Fusión de Mediaset con su matriz
Transaction structure
The proposed transaction consists of the cross-border merger of Mediaset and Mediaset España with and into DutchCo and will be carried out in the context of a single transaction.
As a result of the Merger, DutchCo will be renamed MFE - MEDIAFOREUROPE and MFE will be the parent company of the group acquiring all assets and assuming all liabilities and other legal relationships of Mediaset and Mediaset España, which consequently will cease to exist as standalone entities.
As a consequence of the Merger:
• Each Mediaset shareholder, including the depositary bank under the Mediaset American Depositary Receipts programme, will receive 1 MFE share for each Mediaset share owned.
• Each Mediaset España shareholder (other than Mediaset, as the shares held in Mediaset España will be cancelled by operation of law) will receive 2.33 MFE ordinary shares for each Mediaset España share owned.
The treasury shares held by Mediaset and Mediaset España as of the Merger effective date (which today represent approximately 3.73% and 4.36%, respectively, of the share capital) will not be exchanged and will be cancelled on the effective date of the Merger.
• MFE ordinary shares will be listed on the Mercato Telematico Azionario, organized and managed by Borsa Italiana, and on the Spanish Stock Exchanges, organized and managed by BME (Bolsas y Mercados Españoles, Sociedad Holding de Mercados y Sistemas Financieros, S.A.U.).
• MFE will be tax-resident in Italy.
• The Merger will be preceded by the Preliminary Reorganizations. Upon the completion of the Preliminary Reorganizations all the operating activities will remain in Italy and Spain, respectively, and the Italian and Spanish operating companies will remain tax resident in Italy and Spain, respectively.
• MFE will adopt a loyalty voting structure designed to foster long-term share ownership.
With reference to Mediaset España, in accordance with the best corporate governance practices under Spanish law, the board of directors entrusted the analysis and negotiation of the envisaged transaction to a merger committee composed of three independent members and the only “other external” member of the Mediaset España board of directors.

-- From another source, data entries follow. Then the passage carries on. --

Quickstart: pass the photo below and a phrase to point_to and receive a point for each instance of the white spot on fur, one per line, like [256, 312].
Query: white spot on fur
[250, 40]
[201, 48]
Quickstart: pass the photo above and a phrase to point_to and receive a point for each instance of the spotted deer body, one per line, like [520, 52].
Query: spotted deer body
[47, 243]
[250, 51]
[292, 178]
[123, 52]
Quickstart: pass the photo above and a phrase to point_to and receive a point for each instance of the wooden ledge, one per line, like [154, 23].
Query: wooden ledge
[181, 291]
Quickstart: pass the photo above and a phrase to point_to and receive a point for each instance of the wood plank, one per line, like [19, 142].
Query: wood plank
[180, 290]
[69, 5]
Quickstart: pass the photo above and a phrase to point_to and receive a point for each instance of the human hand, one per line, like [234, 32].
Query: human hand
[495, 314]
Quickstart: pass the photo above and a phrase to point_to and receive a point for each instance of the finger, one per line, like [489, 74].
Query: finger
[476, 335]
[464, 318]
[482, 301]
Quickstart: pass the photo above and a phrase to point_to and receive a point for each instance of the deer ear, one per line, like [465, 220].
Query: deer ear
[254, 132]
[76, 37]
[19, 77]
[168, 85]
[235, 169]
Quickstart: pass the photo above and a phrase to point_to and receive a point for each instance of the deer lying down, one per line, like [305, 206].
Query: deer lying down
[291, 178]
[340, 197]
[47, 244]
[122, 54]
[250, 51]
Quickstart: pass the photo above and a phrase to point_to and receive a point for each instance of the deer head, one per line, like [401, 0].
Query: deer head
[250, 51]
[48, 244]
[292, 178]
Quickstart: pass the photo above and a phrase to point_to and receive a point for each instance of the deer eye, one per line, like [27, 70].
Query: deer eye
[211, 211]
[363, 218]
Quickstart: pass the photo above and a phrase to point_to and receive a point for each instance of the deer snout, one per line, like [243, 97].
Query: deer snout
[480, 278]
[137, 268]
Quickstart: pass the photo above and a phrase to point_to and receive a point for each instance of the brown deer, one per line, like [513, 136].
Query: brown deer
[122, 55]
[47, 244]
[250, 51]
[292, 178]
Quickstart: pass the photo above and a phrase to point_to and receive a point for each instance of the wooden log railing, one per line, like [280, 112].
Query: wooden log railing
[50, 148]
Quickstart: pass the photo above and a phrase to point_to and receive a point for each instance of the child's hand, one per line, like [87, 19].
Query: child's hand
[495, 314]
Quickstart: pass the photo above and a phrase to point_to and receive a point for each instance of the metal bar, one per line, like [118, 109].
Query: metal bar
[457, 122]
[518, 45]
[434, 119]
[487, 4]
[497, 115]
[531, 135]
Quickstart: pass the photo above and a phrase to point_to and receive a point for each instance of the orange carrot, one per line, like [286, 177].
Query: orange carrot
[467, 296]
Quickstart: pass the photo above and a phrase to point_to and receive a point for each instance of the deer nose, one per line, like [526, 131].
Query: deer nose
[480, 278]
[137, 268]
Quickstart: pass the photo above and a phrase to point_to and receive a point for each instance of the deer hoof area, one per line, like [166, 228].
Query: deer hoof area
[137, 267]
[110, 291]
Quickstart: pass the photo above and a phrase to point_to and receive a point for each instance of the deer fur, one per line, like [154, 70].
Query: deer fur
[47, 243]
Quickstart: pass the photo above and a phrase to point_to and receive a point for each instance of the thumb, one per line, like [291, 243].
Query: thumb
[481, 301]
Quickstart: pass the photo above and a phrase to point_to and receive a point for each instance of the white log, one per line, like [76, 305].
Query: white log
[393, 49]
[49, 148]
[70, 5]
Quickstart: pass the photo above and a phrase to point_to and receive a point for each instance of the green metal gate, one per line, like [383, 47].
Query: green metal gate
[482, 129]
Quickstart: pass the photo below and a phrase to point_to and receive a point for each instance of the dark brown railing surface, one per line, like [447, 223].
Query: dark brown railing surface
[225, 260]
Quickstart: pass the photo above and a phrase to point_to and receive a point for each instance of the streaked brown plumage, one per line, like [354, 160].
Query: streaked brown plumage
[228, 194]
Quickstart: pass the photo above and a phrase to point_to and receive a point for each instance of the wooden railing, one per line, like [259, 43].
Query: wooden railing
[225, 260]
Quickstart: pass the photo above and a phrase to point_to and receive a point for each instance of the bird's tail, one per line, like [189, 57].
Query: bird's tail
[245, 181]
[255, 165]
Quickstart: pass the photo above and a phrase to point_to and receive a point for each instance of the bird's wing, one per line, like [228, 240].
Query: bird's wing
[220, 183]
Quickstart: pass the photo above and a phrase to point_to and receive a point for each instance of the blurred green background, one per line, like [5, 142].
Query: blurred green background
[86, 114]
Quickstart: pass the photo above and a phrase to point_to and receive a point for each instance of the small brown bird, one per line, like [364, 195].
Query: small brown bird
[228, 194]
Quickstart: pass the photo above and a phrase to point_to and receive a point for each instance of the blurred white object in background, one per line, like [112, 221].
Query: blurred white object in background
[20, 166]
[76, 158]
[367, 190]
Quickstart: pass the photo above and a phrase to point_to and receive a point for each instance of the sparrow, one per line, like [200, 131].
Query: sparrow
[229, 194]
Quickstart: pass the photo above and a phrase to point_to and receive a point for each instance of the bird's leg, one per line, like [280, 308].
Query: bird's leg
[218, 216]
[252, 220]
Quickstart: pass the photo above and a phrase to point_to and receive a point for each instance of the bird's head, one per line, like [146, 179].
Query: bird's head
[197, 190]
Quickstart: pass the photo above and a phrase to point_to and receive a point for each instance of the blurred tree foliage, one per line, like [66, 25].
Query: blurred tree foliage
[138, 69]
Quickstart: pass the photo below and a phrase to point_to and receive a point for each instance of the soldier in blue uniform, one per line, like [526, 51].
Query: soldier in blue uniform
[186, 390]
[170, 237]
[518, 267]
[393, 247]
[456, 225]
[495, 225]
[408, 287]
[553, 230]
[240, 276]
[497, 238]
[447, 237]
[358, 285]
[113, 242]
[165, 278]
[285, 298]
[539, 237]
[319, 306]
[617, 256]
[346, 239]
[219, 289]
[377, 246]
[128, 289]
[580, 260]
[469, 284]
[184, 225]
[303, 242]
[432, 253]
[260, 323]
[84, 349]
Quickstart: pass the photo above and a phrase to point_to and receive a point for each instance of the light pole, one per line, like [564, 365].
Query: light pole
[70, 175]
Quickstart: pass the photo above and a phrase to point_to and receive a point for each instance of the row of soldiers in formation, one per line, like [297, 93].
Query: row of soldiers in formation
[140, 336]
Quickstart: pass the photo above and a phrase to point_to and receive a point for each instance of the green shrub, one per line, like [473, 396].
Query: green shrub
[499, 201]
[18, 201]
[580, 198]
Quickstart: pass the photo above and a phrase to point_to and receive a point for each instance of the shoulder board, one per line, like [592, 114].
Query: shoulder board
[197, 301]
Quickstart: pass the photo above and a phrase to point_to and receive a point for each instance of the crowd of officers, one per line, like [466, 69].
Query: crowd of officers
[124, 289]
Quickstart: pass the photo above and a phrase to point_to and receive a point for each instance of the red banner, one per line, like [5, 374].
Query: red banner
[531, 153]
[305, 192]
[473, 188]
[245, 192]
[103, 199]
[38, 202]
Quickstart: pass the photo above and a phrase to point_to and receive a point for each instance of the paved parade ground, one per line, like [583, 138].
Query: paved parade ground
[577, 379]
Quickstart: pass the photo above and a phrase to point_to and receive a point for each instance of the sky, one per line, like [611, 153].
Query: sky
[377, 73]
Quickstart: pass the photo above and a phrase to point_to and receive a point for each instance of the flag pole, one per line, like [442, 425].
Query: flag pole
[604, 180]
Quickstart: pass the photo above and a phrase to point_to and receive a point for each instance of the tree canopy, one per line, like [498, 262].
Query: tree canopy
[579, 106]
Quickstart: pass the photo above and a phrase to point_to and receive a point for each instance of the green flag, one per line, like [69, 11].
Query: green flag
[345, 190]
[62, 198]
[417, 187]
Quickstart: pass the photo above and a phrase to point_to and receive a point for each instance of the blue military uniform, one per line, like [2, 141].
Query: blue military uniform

The proprietary and executive directors of Mediaset España have therefore abstained from participating in the whole process.
Conditions Precedent to the Merger
The Merger will be subject to the approval of the shareholders of each of Mediaset and Mediaset España and the satisfaction of a limited number of conditions precedent, including:
(i) the amount of cash, if any, to be paid by Mediaset and by Mediaset España to, respectively, Mediaset and Mediaset España shareholders exercising withdrawal rights and/or to creditors of Mediaset and Mediaset España exercising their creditor opposition rights, shall not exceed in the aggregate Euro 180 million (Cap Amount), in line with similar previous transactions;
(ii) the relevant regulatory approvals shall have been obtained and
(iii) the MFE – MEDIAFOREUROPE shares, which are to be issued and allotted to Mediaset and Mediaset España shareholders upon effectiveness of the Merger, shall have been admitted to listing on the Mercato Telematico Azionario.
The admission will also be conditional upon obtaining of the necessary authorizations by the AFM and/or other competent authorities.
The completion of the Merger shall take place only once all conditions precedent to the Merger are satisfied (or waived, as the case may be) and all pre-merger formalities are completed. Additional Transaction features Upon completion of the Merger, MFE plans to distribute to all shareholders dividends in a total amount of Euro 100 million. In addition, after the completion of the Merger, MFE plans to launch a buy-back program for a maximum aggregate amount of Euro 280 million (less the aggregate amount necessary to purchase the withdrawn shares, if any).
MFE will buy back shares up to a maximum price per share of Euro 3.4. In the context of the Transaction, Mediaset España hereby announces the discontinuation on 5 June 2019 of the share buy-back program disclosed by it on 24 January 2019. In line with the current dividend policy, the following factors will be taken into consideration in connection with MFE’s future dividend policy: group profits, free cash flow generation, any financial or other economic commitments and potential strategic investments.
Unless contingent circumstances (including the above) suggest adopting a different policy, the remuneration of the shareholders, through ordinary dividends or other technical forms, will not be lower than 50% of the net consolidated profits in any year.